Casey: Families, modernization top priorities
U.S. Army chief of staff Gen. George Casey said there are three things that need to be protected in the Army’s budget: the size of the force, programs that support families and the service’s efforts to modernize.
“We need to keep our end strength about where it is until we’ve had a chance to reset the force,” Casey told reporters after a Jan. 6 breakfast hosted by the Association of the U.S. Army. “As budgets come down, the size of the force is going to have to come down, because you know where the costs are – on the personnel side – but we need to hold what we got for a few years so that we can reset the force.”
The Army is about to finish growing its active duty force by an additional 22,000 soldiers, Casey said. The service plans to stay at that level, roughly 569,000 through the end of 2013, when the force would come back down to its earlier size of 547,000, he said.
Maintaining the Army at this size is necessary for soldiers to be able to rest and recover from their one-year deployments, he said. An important milestone for getting the force “back in balance” comes Oct. 1, when there will be as many brigades not on the patch chart as there will be brigades scheduled to deploy.
Secondly, Casey wants to see family support programs protected in the budget.
“The families are out there thinking, ‘OK, we’ve seen this before.
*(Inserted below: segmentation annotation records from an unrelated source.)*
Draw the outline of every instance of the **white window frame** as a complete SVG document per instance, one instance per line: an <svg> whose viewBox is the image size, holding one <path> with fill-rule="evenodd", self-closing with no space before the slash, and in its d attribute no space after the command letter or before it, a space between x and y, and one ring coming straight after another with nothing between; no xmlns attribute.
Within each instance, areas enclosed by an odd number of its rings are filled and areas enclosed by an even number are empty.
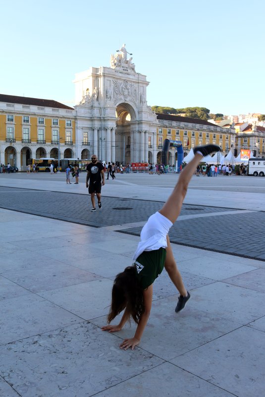
<svg viewBox="0 0 265 397"><path fill-rule="evenodd" d="M25 132L26 130L28 130L28 131ZM25 136L27 136L27 137L25 137ZM29 140L30 139L30 129L28 127L23 127L22 128L22 139L24 140Z"/></svg>
<svg viewBox="0 0 265 397"><path fill-rule="evenodd" d="M42 138L40 138L39 131L40 130L43 131L43 135ZM38 128L38 139L39 141L44 141L45 140L45 130L44 128Z"/></svg>
<svg viewBox="0 0 265 397"><path fill-rule="evenodd" d="M69 137L70 137L70 139ZM71 130L66 130L65 131L65 142L70 143L72 142L72 131Z"/></svg>
<svg viewBox="0 0 265 397"><path fill-rule="evenodd" d="M10 132L11 131L11 132ZM12 135L12 137L10 135ZM15 135L15 128L10 125L8 125L6 128L6 139L13 139Z"/></svg>
<svg viewBox="0 0 265 397"><path fill-rule="evenodd" d="M43 122L41 122L41 121L40 121L40 118L42 118L43 119ZM38 117L38 125L44 125L45 123L45 119L44 118L44 117Z"/></svg>

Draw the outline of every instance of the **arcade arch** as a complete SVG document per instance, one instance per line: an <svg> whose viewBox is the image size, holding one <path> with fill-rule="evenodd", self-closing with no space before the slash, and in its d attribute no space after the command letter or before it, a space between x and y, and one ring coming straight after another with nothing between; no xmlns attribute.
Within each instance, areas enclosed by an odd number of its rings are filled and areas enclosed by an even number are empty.
<svg viewBox="0 0 265 397"><path fill-rule="evenodd" d="M44 148L38 148L36 151L36 158L40 159L42 157L47 157L47 152Z"/></svg>
<svg viewBox="0 0 265 397"><path fill-rule="evenodd" d="M64 159L72 159L73 157L73 151L71 149L66 149L63 153Z"/></svg>
<svg viewBox="0 0 265 397"><path fill-rule="evenodd" d="M25 146L20 151L20 161L21 167L28 165L28 160L32 157L32 151L30 148Z"/></svg>
<svg viewBox="0 0 265 397"><path fill-rule="evenodd" d="M13 146L7 146L4 151L4 164L7 165L8 163L10 166L13 167L15 165L16 151Z"/></svg>
<svg viewBox="0 0 265 397"><path fill-rule="evenodd" d="M81 152L81 158L82 160L86 160L86 159L90 159L90 152L88 149L83 149Z"/></svg>
<svg viewBox="0 0 265 397"><path fill-rule="evenodd" d="M58 148L53 148L50 152L50 157L51 159L58 158Z"/></svg>

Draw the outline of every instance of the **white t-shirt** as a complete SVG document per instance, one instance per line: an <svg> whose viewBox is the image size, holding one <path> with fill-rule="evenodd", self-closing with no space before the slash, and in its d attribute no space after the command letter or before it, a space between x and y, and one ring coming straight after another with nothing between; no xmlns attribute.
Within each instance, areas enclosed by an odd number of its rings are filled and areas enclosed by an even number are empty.
<svg viewBox="0 0 265 397"><path fill-rule="evenodd" d="M166 248L166 235L173 224L159 212L149 218L141 232L141 241L133 257L135 261L144 251L154 251Z"/></svg>

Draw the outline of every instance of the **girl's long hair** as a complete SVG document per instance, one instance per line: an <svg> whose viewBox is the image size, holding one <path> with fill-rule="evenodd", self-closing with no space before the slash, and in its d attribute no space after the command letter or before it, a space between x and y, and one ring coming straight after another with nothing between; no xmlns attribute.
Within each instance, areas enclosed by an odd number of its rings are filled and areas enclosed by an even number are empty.
<svg viewBox="0 0 265 397"><path fill-rule="evenodd" d="M109 323L125 308L127 320L131 317L138 324L145 308L143 290L133 265L128 266L116 276L107 322Z"/></svg>

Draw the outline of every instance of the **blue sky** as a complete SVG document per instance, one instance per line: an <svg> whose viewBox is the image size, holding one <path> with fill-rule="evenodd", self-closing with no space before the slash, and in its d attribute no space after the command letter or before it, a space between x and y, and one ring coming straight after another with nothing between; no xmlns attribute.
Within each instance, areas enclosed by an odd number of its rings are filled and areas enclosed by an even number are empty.
<svg viewBox="0 0 265 397"><path fill-rule="evenodd" d="M110 54L124 43L136 71L150 82L148 105L265 113L265 4L6 2L0 93L71 105L75 73L109 66Z"/></svg>

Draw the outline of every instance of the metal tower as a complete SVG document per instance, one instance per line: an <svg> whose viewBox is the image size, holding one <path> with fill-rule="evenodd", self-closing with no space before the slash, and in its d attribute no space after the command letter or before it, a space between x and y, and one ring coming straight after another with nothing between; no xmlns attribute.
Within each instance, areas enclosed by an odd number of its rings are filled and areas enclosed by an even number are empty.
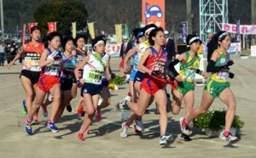
<svg viewBox="0 0 256 158"><path fill-rule="evenodd" d="M200 37L207 41L207 30L214 32L222 30L222 24L228 23L228 0L200 0Z"/></svg>

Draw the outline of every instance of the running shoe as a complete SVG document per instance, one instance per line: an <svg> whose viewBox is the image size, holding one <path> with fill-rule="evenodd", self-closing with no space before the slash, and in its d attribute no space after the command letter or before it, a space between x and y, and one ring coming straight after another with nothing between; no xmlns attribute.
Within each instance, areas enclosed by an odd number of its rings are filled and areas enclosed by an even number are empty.
<svg viewBox="0 0 256 158"><path fill-rule="evenodd" d="M102 120L101 110L96 110L96 121L98 121Z"/></svg>
<svg viewBox="0 0 256 158"><path fill-rule="evenodd" d="M38 116L33 116L33 119L32 121L32 124L39 124Z"/></svg>
<svg viewBox="0 0 256 158"><path fill-rule="evenodd" d="M124 99L122 99L119 103L119 108L121 110L129 110L129 107L126 104L126 101L131 101L131 97L130 96L126 96Z"/></svg>
<svg viewBox="0 0 256 158"><path fill-rule="evenodd" d="M190 130L189 125L185 123L184 119L185 119L184 117L181 117L179 119L179 125L180 125L181 132L183 134L190 135L190 134L192 134L192 131Z"/></svg>
<svg viewBox="0 0 256 158"><path fill-rule="evenodd" d="M26 107L26 99L22 100L22 104L23 104L23 108L21 109L21 112L22 112L23 116L26 116L27 115L27 109Z"/></svg>
<svg viewBox="0 0 256 158"><path fill-rule="evenodd" d="M58 133L58 127L55 125L55 122L49 122L47 123L47 127L52 132L52 133Z"/></svg>
<svg viewBox="0 0 256 158"><path fill-rule="evenodd" d="M31 123L28 123L26 121L26 124L25 124L25 130L29 135L32 134L32 129L31 127Z"/></svg>
<svg viewBox="0 0 256 158"><path fill-rule="evenodd" d="M125 126L126 122L125 121L124 123L122 123L122 132L120 133L120 137L125 138L128 136L127 134L127 131L129 127Z"/></svg>
<svg viewBox="0 0 256 158"><path fill-rule="evenodd" d="M142 131L139 131L139 130L137 130L137 126L134 124L134 132L136 133L142 133Z"/></svg>
<svg viewBox="0 0 256 158"><path fill-rule="evenodd" d="M220 138L222 138L224 140L228 140L228 141L237 140L237 137L232 136L232 134L230 133L229 133L228 135L225 136L224 132L220 135Z"/></svg>
<svg viewBox="0 0 256 158"><path fill-rule="evenodd" d="M44 117L47 117L48 116L47 106L42 105L42 109L43 109L43 116L44 116Z"/></svg>
<svg viewBox="0 0 256 158"><path fill-rule="evenodd" d="M142 120L136 119L135 121L136 129L142 132L144 130L144 126Z"/></svg>
<svg viewBox="0 0 256 158"><path fill-rule="evenodd" d="M77 113L79 116L82 116L83 111L84 111L84 107L83 107L83 104L84 104L84 98L81 98L77 108Z"/></svg>
<svg viewBox="0 0 256 158"><path fill-rule="evenodd" d="M89 130L85 130L84 134L90 134L90 131Z"/></svg>
<svg viewBox="0 0 256 158"><path fill-rule="evenodd" d="M162 136L160 138L160 145L164 145L164 144L170 144L172 142L172 140L173 140L173 137L172 135L169 136Z"/></svg>
<svg viewBox="0 0 256 158"><path fill-rule="evenodd" d="M78 139L79 141L84 141L85 140L85 138L84 138L83 133L79 133Z"/></svg>
<svg viewBox="0 0 256 158"><path fill-rule="evenodd" d="M68 103L68 104L67 104L67 105L66 105L66 109L67 109L67 110L68 111L68 112L71 112L72 111L72 107L71 107L71 105L70 105L70 104Z"/></svg>
<svg viewBox="0 0 256 158"><path fill-rule="evenodd" d="M182 133L182 135L180 136L180 139L183 140L183 141L191 141L192 139L189 138L189 136Z"/></svg>

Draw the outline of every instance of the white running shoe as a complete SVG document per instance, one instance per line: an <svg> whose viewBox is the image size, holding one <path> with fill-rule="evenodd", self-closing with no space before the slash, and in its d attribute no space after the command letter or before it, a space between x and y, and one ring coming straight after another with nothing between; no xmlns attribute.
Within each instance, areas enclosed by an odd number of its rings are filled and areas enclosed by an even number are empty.
<svg viewBox="0 0 256 158"><path fill-rule="evenodd" d="M226 137L224 135L224 132L220 135L220 138L224 140L228 140L228 141L233 141L233 140L237 140L237 137L232 136L232 134L230 133L229 135Z"/></svg>
<svg viewBox="0 0 256 158"><path fill-rule="evenodd" d="M52 101L52 99L53 99L53 95L51 93L49 93L48 96L48 100Z"/></svg>
<svg viewBox="0 0 256 158"><path fill-rule="evenodd" d="M126 104L126 101L131 101L131 97L130 96L126 96L124 99L122 99L120 102L119 102L119 108L121 110L124 110L124 109L129 109L129 107L127 106Z"/></svg>
<svg viewBox="0 0 256 158"><path fill-rule="evenodd" d="M192 134L192 131L190 131L189 127L189 126L186 126L185 127L183 127L183 119L185 119L185 118L181 117L179 119L180 130L183 134L190 135L190 134Z"/></svg>
<svg viewBox="0 0 256 158"><path fill-rule="evenodd" d="M144 125L143 125L142 120L137 120L136 119L134 123L135 123L135 126L136 126L136 128L137 128L137 131L142 132L142 131L144 130Z"/></svg>
<svg viewBox="0 0 256 158"><path fill-rule="evenodd" d="M120 133L120 137L125 138L128 136L127 134L127 131L128 131L128 127L125 127L125 121L124 123L122 123L122 132Z"/></svg>
<svg viewBox="0 0 256 158"><path fill-rule="evenodd" d="M160 145L164 145L164 144L170 144L172 140L173 140L173 137L172 135L163 136L160 138L159 143Z"/></svg>

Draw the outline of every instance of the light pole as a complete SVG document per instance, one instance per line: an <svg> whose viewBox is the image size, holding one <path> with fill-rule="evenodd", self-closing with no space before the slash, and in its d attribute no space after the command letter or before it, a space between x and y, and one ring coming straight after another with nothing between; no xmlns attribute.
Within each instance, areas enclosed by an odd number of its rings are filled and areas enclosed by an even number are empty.
<svg viewBox="0 0 256 158"><path fill-rule="evenodd" d="M0 0L0 9L1 9L1 32L2 32L2 41L4 43L4 29L3 29L3 0Z"/></svg>

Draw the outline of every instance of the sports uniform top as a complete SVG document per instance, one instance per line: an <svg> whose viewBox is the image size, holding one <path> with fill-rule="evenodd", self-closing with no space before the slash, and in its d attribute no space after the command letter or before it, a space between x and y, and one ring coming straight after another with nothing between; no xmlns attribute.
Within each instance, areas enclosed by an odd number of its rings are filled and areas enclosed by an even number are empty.
<svg viewBox="0 0 256 158"><path fill-rule="evenodd" d="M51 50L49 48L47 48L47 50L49 51L49 55L47 56L47 59L50 59L56 55L61 56L61 53L58 49L56 49L54 52L51 52ZM47 65L44 71L44 74L49 75L49 76L59 76L61 75L61 59L59 59L54 60L53 62Z"/></svg>
<svg viewBox="0 0 256 158"><path fill-rule="evenodd" d="M25 65L23 70L31 71L41 71L39 66L40 56L43 53L44 44L39 43L38 47L34 46L32 42L26 43L25 48Z"/></svg>
<svg viewBox="0 0 256 158"><path fill-rule="evenodd" d="M180 62L179 76L183 80L193 82L195 77L195 71L200 66L200 58L195 54L192 57L188 51L186 53L186 59Z"/></svg>
<svg viewBox="0 0 256 158"><path fill-rule="evenodd" d="M76 58L73 55L70 55L67 58L64 54L62 55L62 64L64 68L67 70L65 74L61 74L61 78L70 78L73 76L73 70L76 68Z"/></svg>
<svg viewBox="0 0 256 158"><path fill-rule="evenodd" d="M148 69L150 69L152 71L160 71L161 73L164 74L165 65L167 60L167 54L166 50L164 50L164 48L161 48L160 51L157 51L152 46L149 48L152 51L152 56L146 59L144 65ZM164 79L164 76L159 78L157 76L150 76L148 73L146 73L145 78L153 78L164 82L166 82L166 80Z"/></svg>
<svg viewBox="0 0 256 158"><path fill-rule="evenodd" d="M84 66L83 79L87 83L102 84L106 60L97 59L97 54L90 54L89 62Z"/></svg>
<svg viewBox="0 0 256 158"><path fill-rule="evenodd" d="M137 63L140 61L142 59L143 55L144 54L146 49L150 47L150 44L148 41L144 41L143 42L141 42L139 44L139 49L137 51ZM142 71L139 71L141 72L143 72ZM144 72L143 72L144 73Z"/></svg>
<svg viewBox="0 0 256 158"><path fill-rule="evenodd" d="M106 52L104 52L102 54L102 61L105 64L109 61L109 57L108 57L108 54ZM103 72L102 78L106 78L106 72L105 71Z"/></svg>
<svg viewBox="0 0 256 158"><path fill-rule="evenodd" d="M215 66L222 66L228 63L230 60L230 54L224 55L220 50L216 49L219 54L220 58L216 61ZM211 80L218 82L227 82L227 79L230 76L229 70L222 70L218 72L215 72L212 74Z"/></svg>

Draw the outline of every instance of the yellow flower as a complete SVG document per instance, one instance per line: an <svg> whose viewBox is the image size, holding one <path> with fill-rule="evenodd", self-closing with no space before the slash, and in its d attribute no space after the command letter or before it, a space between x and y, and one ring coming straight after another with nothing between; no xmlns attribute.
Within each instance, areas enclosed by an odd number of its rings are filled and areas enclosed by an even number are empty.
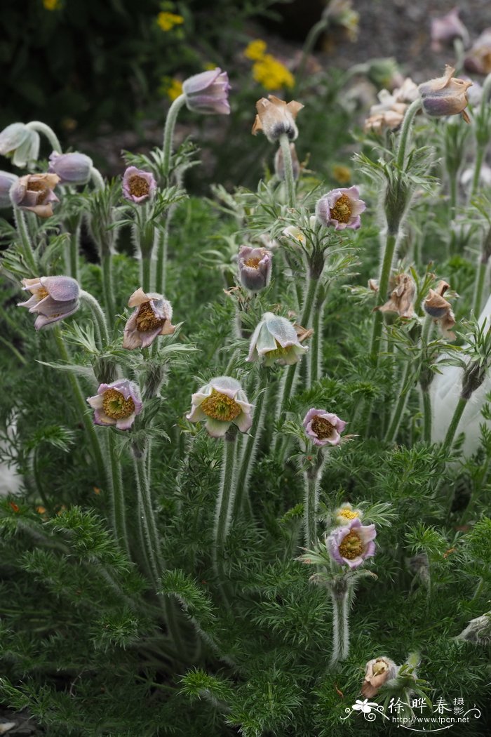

As soon as the budgets go down, you guys pull the rug out from under us.’ We have to protect that because we’re asking way too much of them,” he said.
Finally, Casey said the Army has to continue to modernize and it has to be able to do this with fewer resources.
The general said a focus on core competencies is one way the Army can ensure it’s getting the most value out of its investments.
This is the driver behind the potential transfer of Army watercraft to the Navy, Casey said.
“We’re asking ourselves, is ship-driving an Army core competency?” the general said. “As we operate in this period of constrained resources, we have to ask ourselves those questions. Is this function that we’re putting our resources in giving us, the Army, the most value? That’s how I was going into this.”
He said similar thinking was behind the decision to transfer the Joint Cargo Aircraft to the Air Force, a move that was initiated in the 2010 budget.
As for the watercraft transfer, the issue is “not yet resolved,” Casey said.